Index-linked securities are one way of hedging against inflation, but as Adrian Hull, senior fixed income product specialist at Kames Capital told FTAdviser, while this can help with inflation proofing, there are, like short-duration bonds, downsides.

He explains: "Neither asset class is cheap as investors have already future proofed portfolios for such outcomes.

"Despite this rational response it is likely that headline UK RPI will push higher than the whole of the nominal gilt yield curve in 2017 – repeating valuations of 2011.

"Therefore, index-linked securities are likely to be better performers if inflation is higher than the current consensus of RPI at around 2.75 per cent in 2017."

Equities 

1) Domestic

UK equities could be a way for investors to diversify away from low-growth assets such as cash and bonds and achieve potentially higher-than-inflation returns - but of course there is higher commensurate risk involved.

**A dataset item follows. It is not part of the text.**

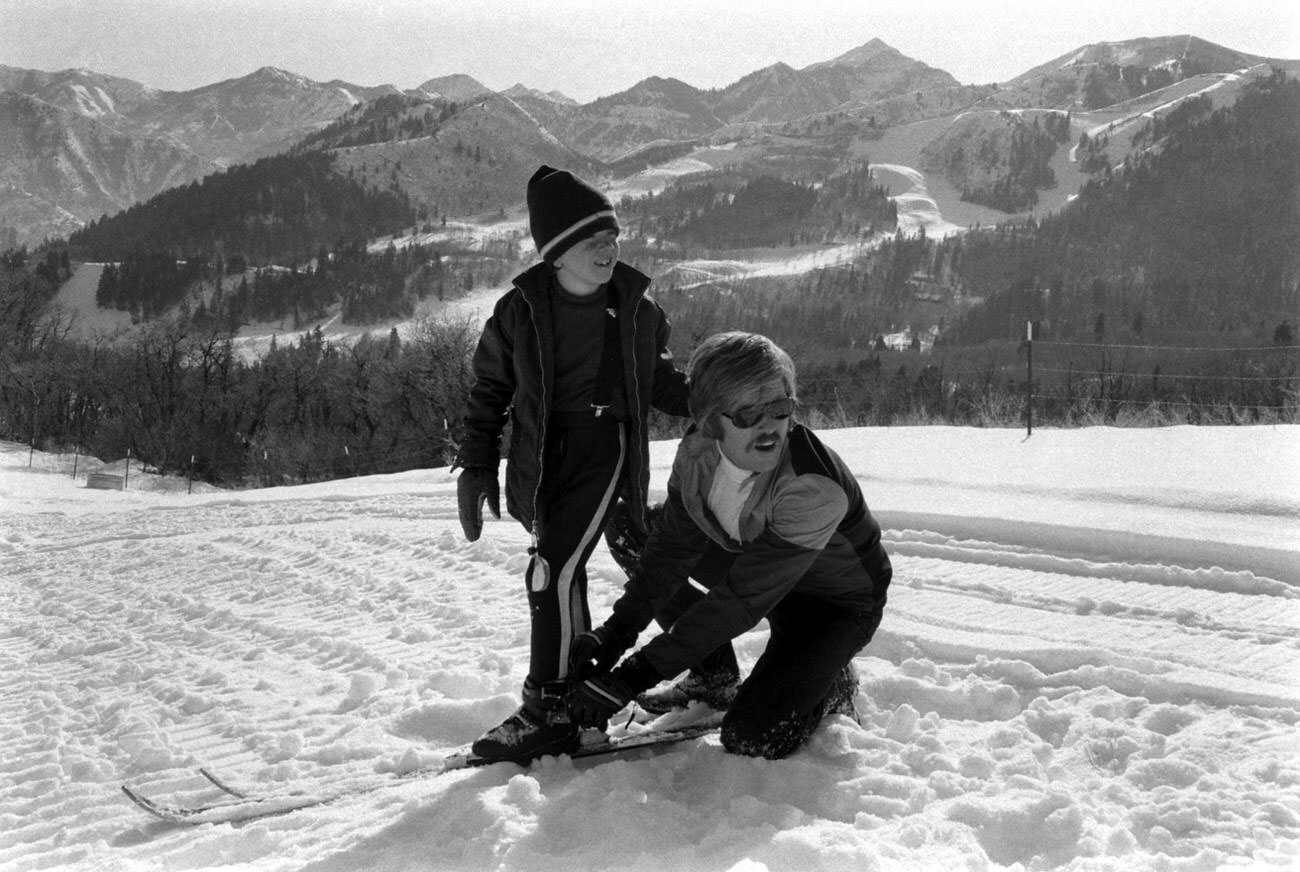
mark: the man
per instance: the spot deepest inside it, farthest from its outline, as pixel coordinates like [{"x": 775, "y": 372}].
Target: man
[{"x": 771, "y": 524}]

The FTSE 100 index rose 28.03 per cent year on year; an index-tracking fund would have far outstripped inflation over the same period. 

That said, political uncertainty over the nature of Brexit - hard, soft, middling - as well as any effects from the policies implemented by our special relationship partner the US - could see further volatility on the downside.

Regardless, it's hard to envisage inflation ticking up to high double-digits, although history of economics suggests nothing is impossible.

For now, inflation even at a 2.7 or 2.8 per cent peak, will still be at a much lower level than it was in 2011-2012 (see Figure 2: UK inflation. Source: Bloomberg/FT).

2) Europe

Dylan Ball, executive vice president, Templeton Global Equity Group, is anticipating 2 per cent inflation in the eurozone, but believes this might be useful to help European equities.

He believes the prospect of higher inflation across the eurozone could be the catalyst that helps close the earnings gap.

Mr Bell says: "After a year in which political surprises dominated headlines across the globe, we believe conditions are lining up for a positive year for European equities—and not before time.

"As value investors, we try to stay focused on a longer-term investment horizon and use volatility as an opportunity to look for undervalued companies.

"More important for the asset class in 2017, we believe, is the prospect of higher inflation, which now seems likely to be coming down the pike. Inflation, in our view, should be positive for European earnings."

He explains that, traditionally, inflation has tended to lag movements in energy and commodity prices by approximately three to four months.

By September last year, the price of oil had recovered from its historic lows, moving back up to around US$50 a barrel.